Setup happens during mason_init (you'll be asked) or any time later by asking your assistant "set up Confluence for this project." The assistant walks you through the Atlassian site URL, your account email, and an API token from id.atlassian.com, then lets you pick which space to use. To sync, ask "sync the wiki to Confluence."
⚠️ Token in chat history. The API token is pasted into your assistant chat, not a terminal. It will appear in your chat history. If that's not acceptable, skip Confluence sync.
Mason's MCP server is client-agnostic. Pick yours:
Add to ~/.cursor/mcp.json (or .cursor/mcp.json in your project):
{
"mcpServers": {
"mason": {
"command": "npx",
"args": ["-p", "mason-context", "mason-mcp"]
}
}
}
Add to ~/.codeium/windsurf/mcp_config.json:
{
"mcpServers": {
"mason": {
"command": "npx",
"args": ["-p", "mason-context", "mason-mcp"]
}
}
}
Add to ~/.codex/config.toml:
[mcp_servers.mason]
command = "npx"
args = ["-p", "mason-context", "mason-mcp"]
Add to your VS Code settings (settings.json):
{
"mcp": {
"servers": {
"mason": {
"command": "npx",
"args": ["-p", "mason-context", "mason-mcp"]
}
}
}
}
Language-agnostic. Mason works from file naming patterns and git history rather than language-specific parsing, so it runs on any project with a git repo — TypeScript, Kotlin, Python, Go, Rust, Swift, Java, C#, Dart, and more.
.gitignore via git ls-files. A deny-list blocks .env, .pem, .key, credentials, and other sensitive files from being sampled.If you used Mason before v0.4.0, the standalone mason <command> CLI has been removed.

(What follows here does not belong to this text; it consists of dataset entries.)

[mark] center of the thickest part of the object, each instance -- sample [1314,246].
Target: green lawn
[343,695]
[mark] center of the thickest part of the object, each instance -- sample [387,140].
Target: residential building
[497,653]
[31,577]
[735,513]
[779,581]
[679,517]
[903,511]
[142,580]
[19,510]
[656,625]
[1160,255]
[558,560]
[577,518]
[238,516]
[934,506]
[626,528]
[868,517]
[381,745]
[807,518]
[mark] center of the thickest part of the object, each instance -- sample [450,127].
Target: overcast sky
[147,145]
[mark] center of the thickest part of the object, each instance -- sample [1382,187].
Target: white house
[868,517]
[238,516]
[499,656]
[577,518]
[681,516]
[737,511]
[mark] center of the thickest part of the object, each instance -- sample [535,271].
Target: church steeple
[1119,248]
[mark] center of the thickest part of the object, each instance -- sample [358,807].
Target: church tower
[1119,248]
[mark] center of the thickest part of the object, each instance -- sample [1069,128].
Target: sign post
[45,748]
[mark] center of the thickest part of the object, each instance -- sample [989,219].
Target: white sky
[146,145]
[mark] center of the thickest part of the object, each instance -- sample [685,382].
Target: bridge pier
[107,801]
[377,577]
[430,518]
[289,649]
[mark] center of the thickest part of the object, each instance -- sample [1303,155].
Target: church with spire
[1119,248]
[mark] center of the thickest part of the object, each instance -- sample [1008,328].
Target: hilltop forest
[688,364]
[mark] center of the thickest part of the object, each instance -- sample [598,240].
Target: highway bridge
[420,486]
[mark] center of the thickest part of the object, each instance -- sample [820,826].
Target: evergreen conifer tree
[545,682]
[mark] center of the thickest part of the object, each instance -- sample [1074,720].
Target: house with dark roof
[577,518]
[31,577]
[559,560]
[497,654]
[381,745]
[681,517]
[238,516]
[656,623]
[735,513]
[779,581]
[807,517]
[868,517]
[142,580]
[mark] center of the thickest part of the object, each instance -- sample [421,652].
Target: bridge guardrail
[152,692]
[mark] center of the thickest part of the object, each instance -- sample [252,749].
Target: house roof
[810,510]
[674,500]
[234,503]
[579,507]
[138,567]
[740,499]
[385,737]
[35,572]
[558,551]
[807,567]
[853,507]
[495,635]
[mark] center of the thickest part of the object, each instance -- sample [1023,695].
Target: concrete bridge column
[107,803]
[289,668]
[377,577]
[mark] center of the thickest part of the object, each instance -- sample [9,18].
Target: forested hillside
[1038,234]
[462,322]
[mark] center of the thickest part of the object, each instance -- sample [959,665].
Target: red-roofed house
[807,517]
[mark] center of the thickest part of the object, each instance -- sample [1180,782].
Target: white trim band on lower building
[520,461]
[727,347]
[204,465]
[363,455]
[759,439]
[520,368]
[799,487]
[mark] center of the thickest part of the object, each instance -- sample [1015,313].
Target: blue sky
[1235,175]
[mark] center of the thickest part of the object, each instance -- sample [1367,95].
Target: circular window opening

Everything now runs through MCP tools, called by your assistant.
| Old CLI | New flow |
|---|---|
mason set-llm <provider> | Not needed — your assistant is the LLM. |
mason snapshot | Ask your assistant: "set up Mason here" → it calls mason_init → generate_snapshot → save_snapshot. |
mason generate (CLAUDE.md) | Removed. Use your assistant directly. |
mason analyze | Ask your assistant: "give me git stats for this repo" — it calls analyze_project. |
mason impact File.kt | Ask your assistant: "what would changing File.kt affect?" — it calls get_impact. |
mason snapshot --install-hook | Removed. The map auto-refreshes when the assistant detects stale state. |
The npm package is still published, but only the mason-mcp binary is meaningful now. Running mason directly prints a migration message and exits.